Wie aber wurde aus einer einfachen, so unwichtigen und scheinbar harmlosen Tätigkeit eine für die Klassenzugehörigkeit so symbolträchtige Handlung? Vordergründig zweckmäßige Gepflogenheiten, die derart symbolisch aufgeladen wurden, gab es in jeder Epoche. Im viktorianischen England bedeuteten etwa die im Salon zur Schau gestellten Medikamente, dass man es sich leisten konnte, zum Arzt zu gehen und Medikamente zu kaufen. Und in Paris waren Kerzen vor der Französischen Revolution rar und teuer. Doch auch als Licht (und später Elektrizität) allmählich allgemein verfügbar war, blieb Kerzenschein beim Abendessen ein Zeichen von gutem Geschmack und guter Herkunft.3 Das Gleiche gilt für die Verwendung von Stoffservietten, wenn man doch ebenso gut auch Papierservietten nutzen (und damit das leidige Waschen umgehen) könnte.

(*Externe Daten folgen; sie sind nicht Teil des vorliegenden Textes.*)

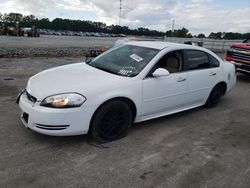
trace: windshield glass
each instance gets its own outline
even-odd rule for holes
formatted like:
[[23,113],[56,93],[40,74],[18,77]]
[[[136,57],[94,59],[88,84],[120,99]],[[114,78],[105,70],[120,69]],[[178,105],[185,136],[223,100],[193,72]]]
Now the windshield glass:
[[97,57],[89,65],[113,74],[133,77],[138,75],[158,52],[157,49],[124,45]]

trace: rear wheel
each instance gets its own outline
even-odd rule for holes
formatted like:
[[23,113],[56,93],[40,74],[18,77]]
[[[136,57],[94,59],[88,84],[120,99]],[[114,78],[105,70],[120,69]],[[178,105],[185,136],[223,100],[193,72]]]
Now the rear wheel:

Alles, was wir tun, hat eine soziale Bedeutung. Unsere Kindheit, unser Familienleben, unsere Einkommensklasse und, damit zusammenhängend, unser gesellschaftliches Umfeld prägen unsere Lebensweise und die Art, wie wir mit der Welt im Großen und Kleinen interagieren. Ob wir wollen oder nicht – sowohl durch Verhaltensweisen als auch durch materielle Güter offenbaren wir unsere sozioökonomische Stellung. Der große Soziologe Pierre Bourdieu hat das in seinem Werk Die feinen Unterschiede herausgearbeitet: Status ergibt sich aus den »normalen« kulturellen und symbolischen Ausdrucksformen und ganz grundsätzlich aus der Art und Weise, wie wir leben.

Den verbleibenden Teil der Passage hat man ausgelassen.